Dem Rolling Stone sagte Townshend, er möge Daltrey mit allen seinen Exzentrizitäten, Schwächen, seiner Selbstbessenheit und seinem "Sänger-Ding" – wobei Daltrey versicherte diese Gefühle bassierten auf Gegenseitigkeit. Die Aussagen klingen aber mehr nach gegenseitiger Toleranz als tatsächlicher Freundschaft.

Zum Wohle aller

Pete Townshend Haltung zu der Band ist ein offenes Geheimnis. Der New York Times sagte er vor kurzem nur, er habe es nie gemocht mit der Band zu spielen und das habe sich bis heute nicht verändert.

Was ihn zurück auf die Bühne gebracht hätte, wäre das Wohl der Fans. Die Auftritte würden viele Leute glücklich machen und sie glaubten, er wäre glücklich dabei, wenn er spielte: "Es mag sein, dass es mir keinen Spaß macht, aber ich kann nicht sagen, dass es mir schwer fällt", erklärte er trocken.

Keine Sentimentalitäten

Doch nicht nur für seinen aktuellen Kollegen Daltrey hält Townshend wenig sentimentale Gefühle, auch bei seinen ehemaligen Kollegen sieht es ähnlich aus. Auf die Frage der Rolling Stone, ob er seine verstorbenen Band-Kollegen Keith Moon und John Entwistle vermisse, erwiederte Townshend nur: "Gott sei Dank sind sie nicht mehr hier".

Es sei verdammt schwierig gewesen mit ihnen zu spielen. Seiner Meinung nach sei es seine musikalische Disziplin und seine musikalische Effizienz, die die Band zusammengehalten hätten. Damit hat er vermutich nicht einmal Unrecht, aber die Krassheit der Aussagen überrascht dennoch.

"Eine verdammte Zeitverschwendung"

Townshend meinte dazu nur: "Wir sind keine Band mehr. Es gibt viele Leute, die es nicht mögen, wenn ich das sage, aber wir sind einfach kein verdammte Band.
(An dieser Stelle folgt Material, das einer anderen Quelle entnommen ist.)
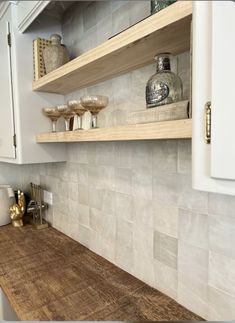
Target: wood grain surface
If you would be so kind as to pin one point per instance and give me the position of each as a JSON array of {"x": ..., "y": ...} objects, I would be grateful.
[
  {"x": 166, "y": 31},
  {"x": 48, "y": 276},
  {"x": 174, "y": 129}
]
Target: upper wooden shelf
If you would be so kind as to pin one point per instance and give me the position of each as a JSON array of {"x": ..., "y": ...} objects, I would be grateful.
[
  {"x": 166, "y": 31},
  {"x": 175, "y": 129}
]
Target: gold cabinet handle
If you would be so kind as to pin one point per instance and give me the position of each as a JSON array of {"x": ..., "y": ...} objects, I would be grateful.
[{"x": 208, "y": 122}]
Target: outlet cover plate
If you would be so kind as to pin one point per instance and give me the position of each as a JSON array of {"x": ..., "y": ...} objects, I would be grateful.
[{"x": 48, "y": 197}]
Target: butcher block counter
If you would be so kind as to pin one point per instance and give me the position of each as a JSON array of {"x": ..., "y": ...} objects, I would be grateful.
[{"x": 48, "y": 276}]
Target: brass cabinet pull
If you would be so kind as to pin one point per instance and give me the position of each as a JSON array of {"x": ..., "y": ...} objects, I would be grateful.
[{"x": 208, "y": 122}]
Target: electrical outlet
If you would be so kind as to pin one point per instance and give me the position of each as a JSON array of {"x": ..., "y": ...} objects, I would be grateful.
[{"x": 48, "y": 197}]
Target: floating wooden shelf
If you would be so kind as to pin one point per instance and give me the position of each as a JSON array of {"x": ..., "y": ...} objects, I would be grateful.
[
  {"x": 165, "y": 31},
  {"x": 177, "y": 129}
]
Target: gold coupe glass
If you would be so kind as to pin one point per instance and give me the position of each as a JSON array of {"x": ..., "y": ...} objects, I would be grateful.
[
  {"x": 94, "y": 103},
  {"x": 67, "y": 113},
  {"x": 53, "y": 114},
  {"x": 77, "y": 107}
]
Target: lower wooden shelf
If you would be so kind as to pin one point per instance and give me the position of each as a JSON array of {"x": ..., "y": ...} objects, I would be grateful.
[{"x": 175, "y": 129}]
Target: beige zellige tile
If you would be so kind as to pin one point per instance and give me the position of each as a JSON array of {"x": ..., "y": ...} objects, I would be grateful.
[
  {"x": 123, "y": 179},
  {"x": 81, "y": 156},
  {"x": 83, "y": 194},
  {"x": 84, "y": 235},
  {"x": 105, "y": 153},
  {"x": 165, "y": 156},
  {"x": 96, "y": 220},
  {"x": 144, "y": 268},
  {"x": 222, "y": 273},
  {"x": 143, "y": 213},
  {"x": 165, "y": 218},
  {"x": 142, "y": 155},
  {"x": 108, "y": 202},
  {"x": 167, "y": 187},
  {"x": 124, "y": 233},
  {"x": 123, "y": 154},
  {"x": 165, "y": 249},
  {"x": 221, "y": 204},
  {"x": 166, "y": 279},
  {"x": 221, "y": 305},
  {"x": 142, "y": 183},
  {"x": 109, "y": 227},
  {"x": 222, "y": 234},
  {"x": 184, "y": 156},
  {"x": 120, "y": 18},
  {"x": 192, "y": 263},
  {"x": 192, "y": 301},
  {"x": 73, "y": 191},
  {"x": 124, "y": 206},
  {"x": 124, "y": 258},
  {"x": 143, "y": 241},
  {"x": 82, "y": 173},
  {"x": 192, "y": 199},
  {"x": 193, "y": 228},
  {"x": 83, "y": 211}
]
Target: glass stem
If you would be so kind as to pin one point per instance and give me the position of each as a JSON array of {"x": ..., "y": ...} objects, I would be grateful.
[
  {"x": 53, "y": 126},
  {"x": 79, "y": 121},
  {"x": 94, "y": 121},
  {"x": 67, "y": 124}
]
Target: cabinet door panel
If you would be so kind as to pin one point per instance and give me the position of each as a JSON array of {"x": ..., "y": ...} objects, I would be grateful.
[
  {"x": 7, "y": 148},
  {"x": 202, "y": 87},
  {"x": 223, "y": 90}
]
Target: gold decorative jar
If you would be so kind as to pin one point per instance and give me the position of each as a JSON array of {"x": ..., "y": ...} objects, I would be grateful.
[{"x": 55, "y": 54}]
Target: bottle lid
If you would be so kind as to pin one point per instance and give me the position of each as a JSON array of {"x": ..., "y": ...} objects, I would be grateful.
[
  {"x": 55, "y": 38},
  {"x": 163, "y": 62}
]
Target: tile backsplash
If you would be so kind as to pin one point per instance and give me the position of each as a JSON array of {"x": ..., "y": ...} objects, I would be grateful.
[{"x": 133, "y": 202}]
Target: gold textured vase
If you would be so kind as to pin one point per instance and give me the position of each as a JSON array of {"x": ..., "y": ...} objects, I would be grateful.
[{"x": 55, "y": 54}]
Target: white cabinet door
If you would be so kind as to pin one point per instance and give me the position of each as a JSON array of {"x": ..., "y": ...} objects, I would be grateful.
[
  {"x": 7, "y": 132},
  {"x": 213, "y": 80},
  {"x": 223, "y": 90}
]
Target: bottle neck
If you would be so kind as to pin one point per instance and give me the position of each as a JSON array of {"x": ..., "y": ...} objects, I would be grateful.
[{"x": 163, "y": 64}]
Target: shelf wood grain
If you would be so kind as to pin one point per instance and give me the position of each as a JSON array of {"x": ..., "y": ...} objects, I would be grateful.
[
  {"x": 165, "y": 31},
  {"x": 176, "y": 129}
]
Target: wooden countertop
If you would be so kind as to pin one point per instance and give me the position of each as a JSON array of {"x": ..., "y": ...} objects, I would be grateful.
[{"x": 48, "y": 276}]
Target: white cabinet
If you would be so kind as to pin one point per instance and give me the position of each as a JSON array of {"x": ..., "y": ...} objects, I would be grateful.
[
  {"x": 27, "y": 11},
  {"x": 22, "y": 108},
  {"x": 7, "y": 129},
  {"x": 213, "y": 81}
]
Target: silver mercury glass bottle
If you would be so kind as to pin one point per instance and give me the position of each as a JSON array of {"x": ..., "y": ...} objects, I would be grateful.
[{"x": 164, "y": 87}]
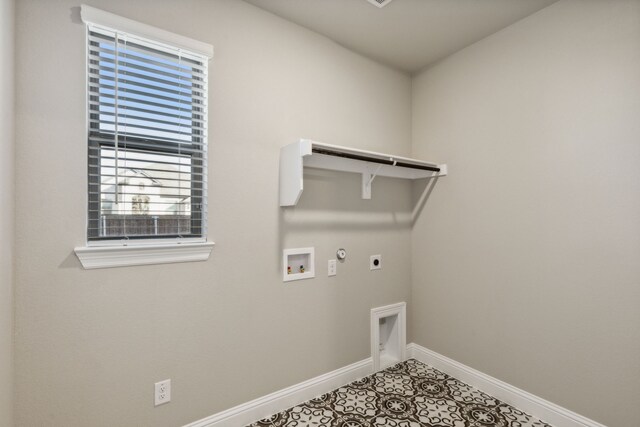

Sogar als wir es noch waren, saß ich da und dachte: "Das ist eine verdammte Zeitverschwendung'".

Doch am Ende des Interviews reflektierte Townshend nochmal nachdenklich auf seine Aussagen: "Manchmal höre ich mich Sachen sagen und denke dabei: 'Meine ich das wirklich oder spielt mir mein Mund nur einen Streich?".

Neues Album im Dezember

Ihr neues Album, dass am 6. Dezember erscheinen soll und den simplen Titel "Who" trägt, nahmen die Künstler konsequenterweise getrennt auf. Auch wenn Townshend meinte, er und Daltrey hätten sich dabei einmal im selben Gebäude aufgehalten.

Das Album soll außerdem den überaschend politischen Track "Street Song" enthalten, der sich mit dem Feuer im Grenfell Tower in London befasst, bei dem vor zwei Jahren 72 Menschen starben. Townshed hält das Album für das beste der Band seit "Quadrophenia" von 1973.

Update: Pete Townshend hat seine Aussagen inzwischen relativiert und näher erläutert.